Extracting gene ID of overlapping peaks between different Chip-seqs
0
1
Entering edit mode
5.6 years ago
dthaper ▴ 10

Hello,

I am conduced chip-seq for proteins that are part of a complex.

Peak1 - AR
Peak2 - EZH2
Peak3 - pEZH2

From the chip seeker analysis pipeline PMID:28416945, I was able to get to a point in the pipeline that spits out a venn diagram showing common peaks between the 3 chip-seqs. Venn Diagram

I wanted to extract the ID of the genes in the overlapping regions. This I what I have so far:

files <- list(peak1 = "AR.bed", peak2 = "EZH2.bed", peak3 = "pEZH2.bed")

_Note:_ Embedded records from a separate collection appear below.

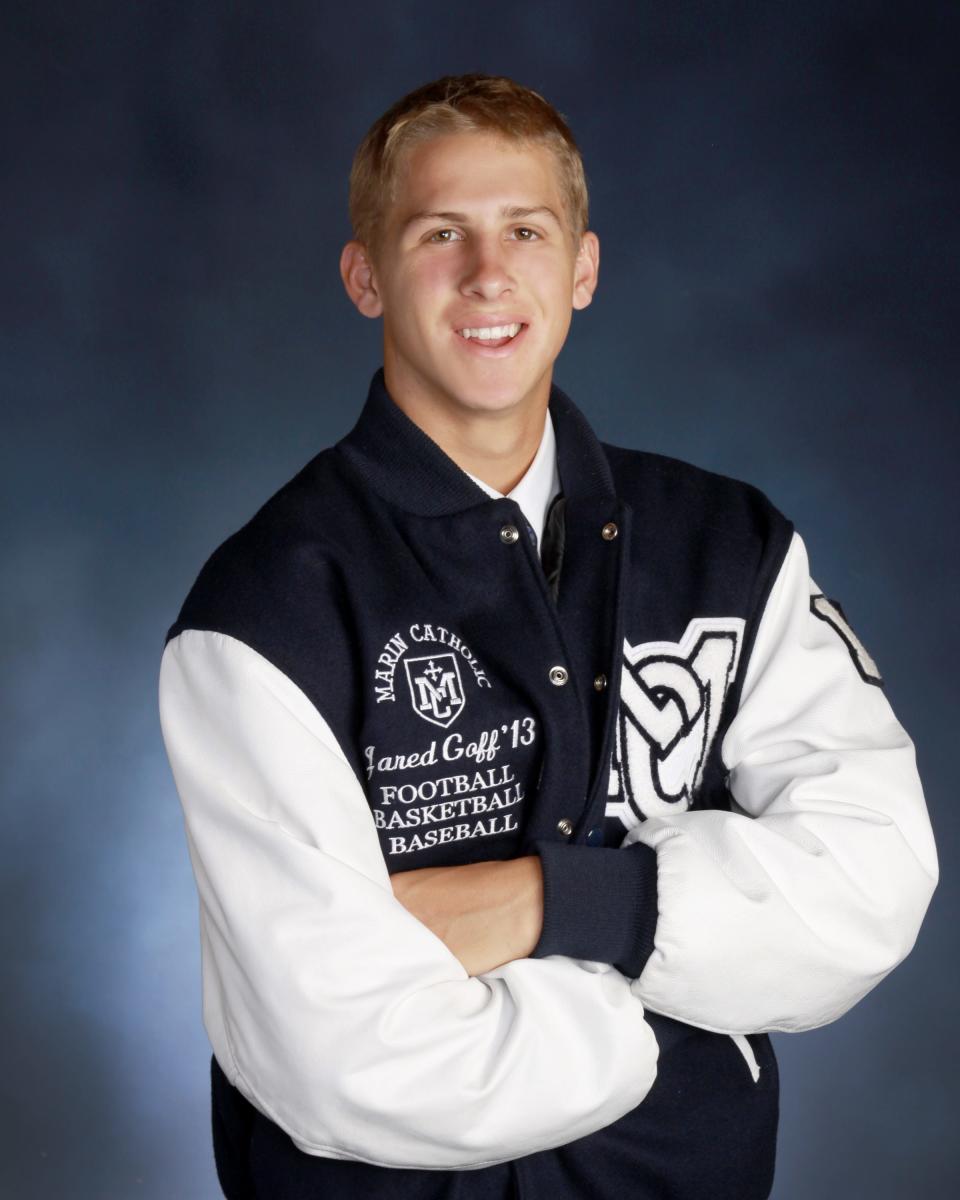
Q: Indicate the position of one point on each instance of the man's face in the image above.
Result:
(478, 239)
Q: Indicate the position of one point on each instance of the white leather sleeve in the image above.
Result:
(784, 915)
(329, 1006)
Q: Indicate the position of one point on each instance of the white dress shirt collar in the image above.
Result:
(539, 485)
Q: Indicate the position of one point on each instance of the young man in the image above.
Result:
(528, 781)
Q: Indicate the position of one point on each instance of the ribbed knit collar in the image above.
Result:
(402, 465)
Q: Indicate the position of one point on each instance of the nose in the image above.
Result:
(487, 271)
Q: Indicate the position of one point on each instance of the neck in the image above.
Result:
(496, 445)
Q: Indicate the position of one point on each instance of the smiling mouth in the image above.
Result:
(491, 336)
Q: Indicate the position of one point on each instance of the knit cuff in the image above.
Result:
(599, 904)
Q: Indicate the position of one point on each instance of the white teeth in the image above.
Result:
(493, 331)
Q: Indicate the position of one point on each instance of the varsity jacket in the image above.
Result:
(377, 673)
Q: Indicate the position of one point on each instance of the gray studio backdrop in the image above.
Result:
(778, 217)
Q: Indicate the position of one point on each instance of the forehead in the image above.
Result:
(469, 172)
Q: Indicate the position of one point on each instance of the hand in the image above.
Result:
(486, 913)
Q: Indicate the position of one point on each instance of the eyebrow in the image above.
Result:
(513, 213)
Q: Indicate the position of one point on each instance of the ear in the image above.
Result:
(357, 271)
(586, 269)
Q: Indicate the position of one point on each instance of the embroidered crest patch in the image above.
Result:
(436, 688)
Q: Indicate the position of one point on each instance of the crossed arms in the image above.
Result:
(370, 1033)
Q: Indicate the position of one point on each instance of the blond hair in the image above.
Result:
(468, 103)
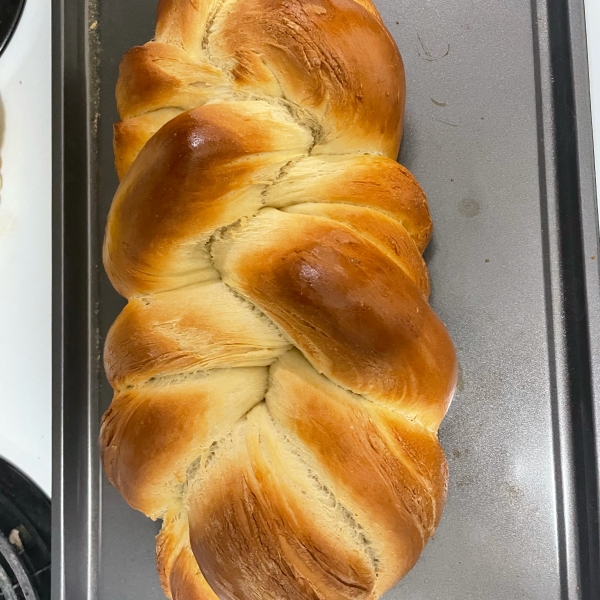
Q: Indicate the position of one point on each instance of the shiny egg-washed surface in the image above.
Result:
(279, 375)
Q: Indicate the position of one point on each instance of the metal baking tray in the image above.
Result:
(498, 132)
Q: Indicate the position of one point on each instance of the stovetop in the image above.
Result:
(25, 244)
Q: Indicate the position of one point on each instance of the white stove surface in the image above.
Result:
(25, 235)
(25, 246)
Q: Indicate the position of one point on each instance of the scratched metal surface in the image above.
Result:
(480, 134)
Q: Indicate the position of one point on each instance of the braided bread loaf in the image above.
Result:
(279, 376)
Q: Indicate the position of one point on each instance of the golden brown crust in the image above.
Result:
(180, 576)
(279, 375)
(313, 54)
(253, 529)
(363, 180)
(204, 169)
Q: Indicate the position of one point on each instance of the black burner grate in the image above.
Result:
(24, 537)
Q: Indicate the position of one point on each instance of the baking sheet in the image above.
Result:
(498, 132)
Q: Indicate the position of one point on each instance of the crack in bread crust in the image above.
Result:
(279, 375)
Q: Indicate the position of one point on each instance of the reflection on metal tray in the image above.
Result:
(498, 133)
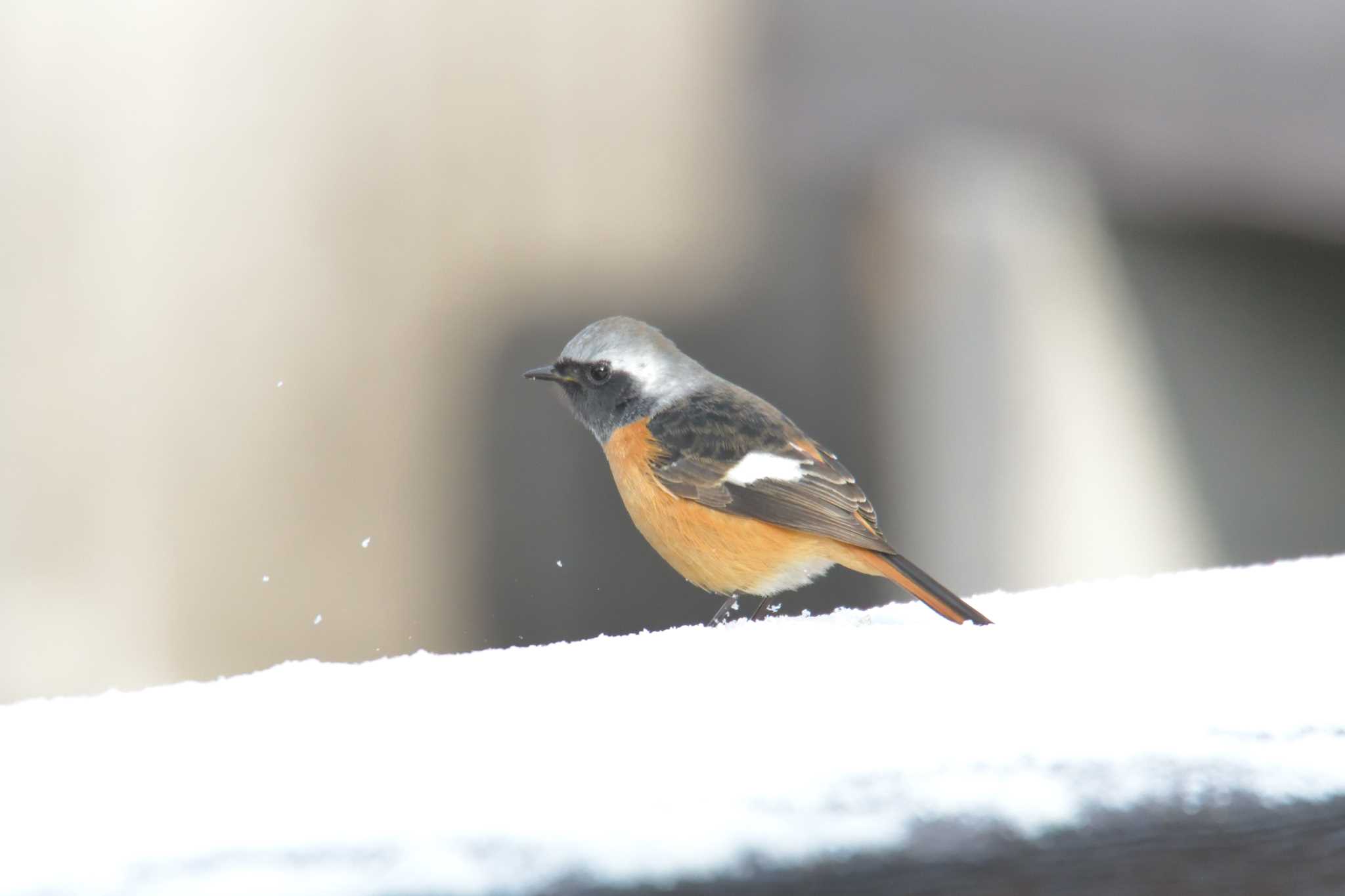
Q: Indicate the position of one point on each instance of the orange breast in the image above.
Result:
(716, 551)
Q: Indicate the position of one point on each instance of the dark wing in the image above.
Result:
(704, 440)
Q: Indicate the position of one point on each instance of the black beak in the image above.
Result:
(546, 373)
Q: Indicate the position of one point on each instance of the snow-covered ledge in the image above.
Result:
(690, 753)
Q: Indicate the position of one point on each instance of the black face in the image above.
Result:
(603, 398)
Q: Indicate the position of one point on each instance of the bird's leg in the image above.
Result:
(730, 605)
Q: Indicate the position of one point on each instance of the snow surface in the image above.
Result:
(682, 753)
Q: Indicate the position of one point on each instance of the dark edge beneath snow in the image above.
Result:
(1235, 847)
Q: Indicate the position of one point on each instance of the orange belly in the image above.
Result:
(716, 551)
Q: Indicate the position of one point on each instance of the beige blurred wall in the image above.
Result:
(202, 200)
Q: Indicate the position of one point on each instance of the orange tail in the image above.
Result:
(919, 584)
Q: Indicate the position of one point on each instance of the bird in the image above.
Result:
(725, 488)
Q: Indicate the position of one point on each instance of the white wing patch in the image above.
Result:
(763, 465)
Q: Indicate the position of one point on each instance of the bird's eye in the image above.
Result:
(600, 372)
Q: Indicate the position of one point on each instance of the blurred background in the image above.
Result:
(1060, 282)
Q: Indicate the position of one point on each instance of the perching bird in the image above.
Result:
(720, 482)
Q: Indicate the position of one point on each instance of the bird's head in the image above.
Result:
(618, 371)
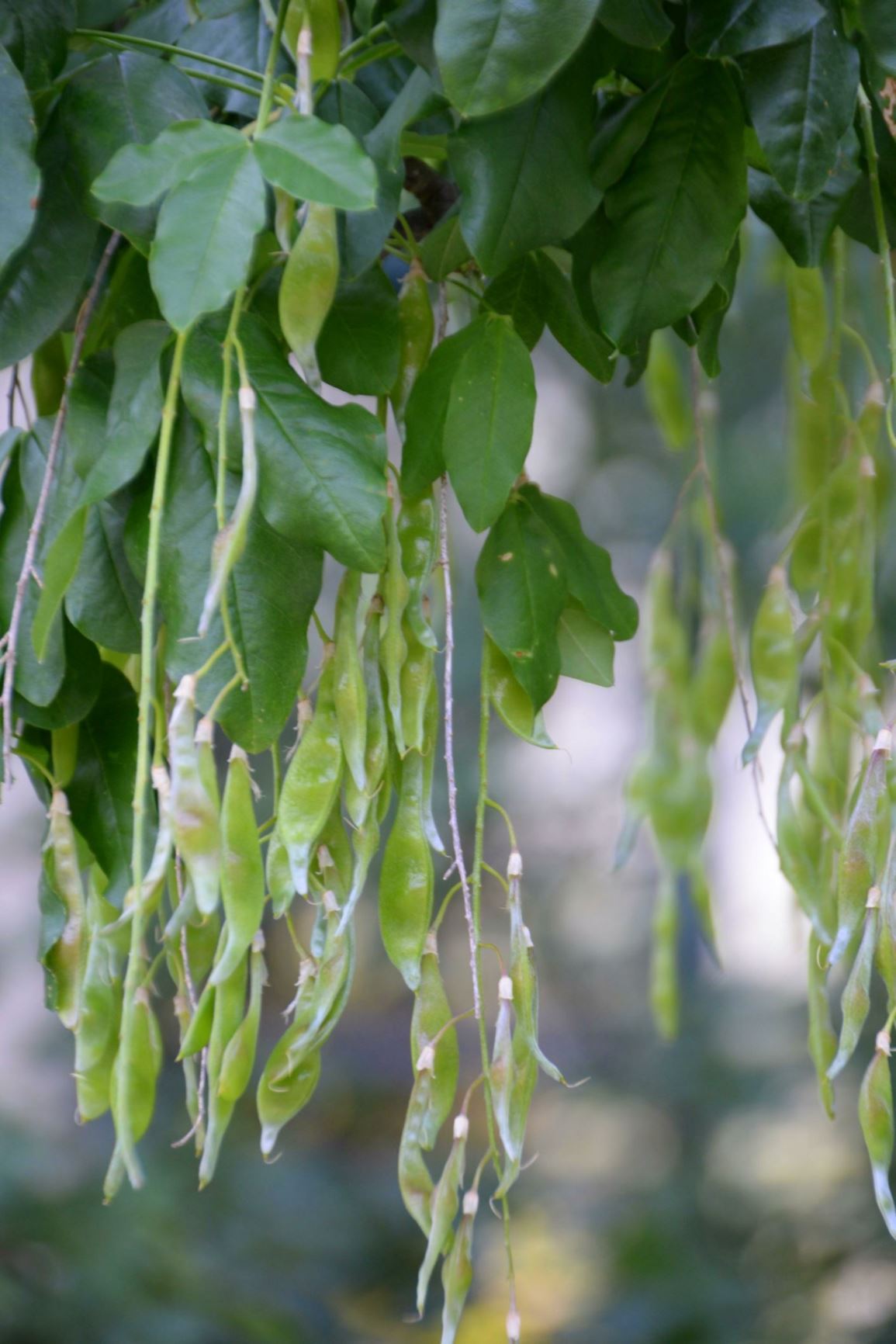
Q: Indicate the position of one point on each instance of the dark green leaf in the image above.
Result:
(488, 425)
(321, 468)
(587, 566)
(569, 327)
(42, 281)
(358, 348)
(424, 455)
(879, 22)
(670, 220)
(641, 23)
(205, 240)
(315, 160)
(121, 99)
(35, 34)
(80, 688)
(586, 648)
(524, 174)
(517, 293)
(105, 598)
(445, 249)
(523, 591)
(139, 174)
(805, 227)
(731, 27)
(102, 787)
(18, 170)
(496, 53)
(801, 100)
(270, 597)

peakAnnoList <- lapply(files, annotatePeak, TxDb=txdb,
                       tssRegion=c(-5000, 5000), verbose=FALSE)

genes = lapply(peakAnnoList, function(i) as.data.frame(i)$geneId)

vennplot(genes)

Is there another way to export out the "genes" data as a excel or csv? It presents as a "Large list" in the environment. I tried the following command and it didn't work as the lengths of the 3 lists isn't the same.

df4 <- data.frame(as.data.frame(genes))

write.table(df4, "overlap.xls", quote=FALSE, row.names=TRUE, sep="\t")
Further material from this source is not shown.